Неловко упершись ему в грудь слабыми кулачками, Стася принялась извиваться, пытаясь сбросить с себя ненавистное тело парня, одежда которого источала невыносимый удушливый запах сырой земли и почему-то мочи. Но бандит сноровисто перехватил ее руки и завел ей же за спину, плотно прижал к земле ее же телом, а свободной своей рукой быстро завернул подол и без того задранной юбки ей на голову и туго завязал в узел. Теперь, сколько бы Стася ни извивалась и ни брыкалась, печальные последствия для нее были предрешены. Тогда девушка плотно свела оголенные белые ноги и согнула их в коленях, давая понять, что не намерена мириться со своим безнадежным положением и просто так с девичьей невинностью не расстанется.

Увидев ее белоснежную кожу и темный шерстистый мысок внизу напрягшегося живота, покрывшегося блестящим потом в предчувствии того, что через минуту с ней произойдет в первый раз то, что, собственно, должно случиться лишь после свадьбы с любимым, Виерстурс совсем потерял голову. Он дрожащими руками завернул на девушке дешевенькую кофту, обнажив ее упругие груди с острыми пуговками розовых сосков. Затем быстро привстал на колени, отбросил автомат в сторону и, спустив галифе, навалился сверху на девушку, пытаясь своим телом раздвинуть ее плотно сжатые, согнутые в коленях ноги.

От бессилия что-либо предпринять против насильника Стася зло сжала губы и горько заплакала, тонко поскуливая, как щеночек, которого обидели злые люди. Она не видела, как в этот момент появился Каспар, только почувствовала присутствие другого человека. Судя по тому, как он сипло и загнанно дышал, парню пришлось очень сильно поторопиться, чтобы успеть самому снять сливки, о которых он час назад упоминал.

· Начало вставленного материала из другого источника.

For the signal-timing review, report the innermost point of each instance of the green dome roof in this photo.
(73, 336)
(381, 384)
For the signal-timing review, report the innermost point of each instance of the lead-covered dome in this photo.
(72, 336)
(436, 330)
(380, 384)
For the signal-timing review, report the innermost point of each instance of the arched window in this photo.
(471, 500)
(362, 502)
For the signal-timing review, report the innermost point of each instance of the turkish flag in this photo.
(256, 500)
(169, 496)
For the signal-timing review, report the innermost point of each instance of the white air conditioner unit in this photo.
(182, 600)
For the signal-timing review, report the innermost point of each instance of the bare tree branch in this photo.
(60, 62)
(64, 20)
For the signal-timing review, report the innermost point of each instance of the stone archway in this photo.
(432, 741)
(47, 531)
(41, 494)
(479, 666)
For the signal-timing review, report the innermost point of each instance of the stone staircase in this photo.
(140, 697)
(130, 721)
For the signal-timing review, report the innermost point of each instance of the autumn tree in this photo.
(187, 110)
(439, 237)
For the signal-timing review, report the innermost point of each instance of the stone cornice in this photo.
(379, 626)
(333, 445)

– Отошел, – сказал он приятелю дрожащим, хриплым от вожделения голосом, потому что от вида обнаженного тела девушки у него у самого мигом пересохло в горле. – Быстро.

Не дожидаясь, когда Виерстурс уступит место, Каспар бесцеремонно схватил его за шиворот и рывком скинул со Стаси. Затем лихорадочными движениями спустил с себя галифе, стал на колени и коротко ударил девушку кулаком в напрягшийся живот. От резкой боли Стася вскрикнула и разжала ноги, чем и воспользовался насильник.

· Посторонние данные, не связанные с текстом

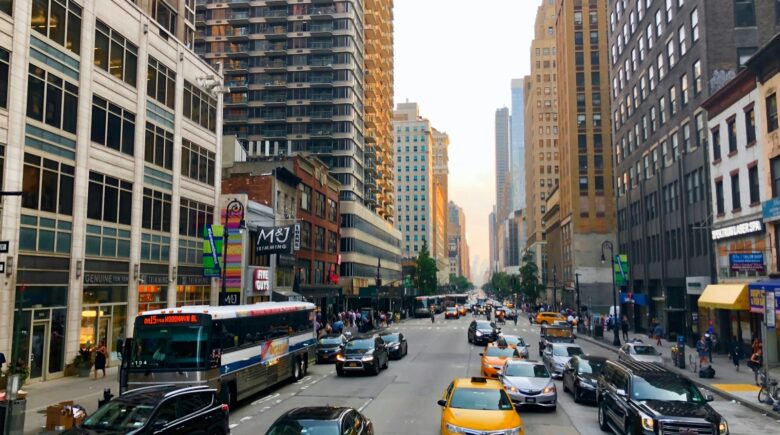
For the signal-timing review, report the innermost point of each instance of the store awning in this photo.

Девушка не помнила, в какой момент потеряла сознание. Все, что осталось в памяти, это красные кроличьи глаза блондина, его потные трясущиеся руки, беззастенчиво шарящие по ее телу, его тяжкое сопенье возле ее лица и резкие движения, которые как будто разрывали ее изнутри. А потом извращенец захотел, чтобы девушка поцеловала его в губы; порвал завернутую на ее лицо юбку и кофту и принялся ловить своими темными отвратительными губами ее по-девичьи свежие алые губы.

Стиснув зубы, Стася неистово мотала головой, стараясь увернуться. Тогда бандит схватил ее нежные щеки своими твердыми пальцами и сжал их как клещами, от боли она разомкнула рот, и он впился в ее губы своим ртом. Этот похотливый подонок кусал и сосал их с наслаждением, как будто он был не человек, а вампир и стремился вытянуть из нее последние жизненные соки.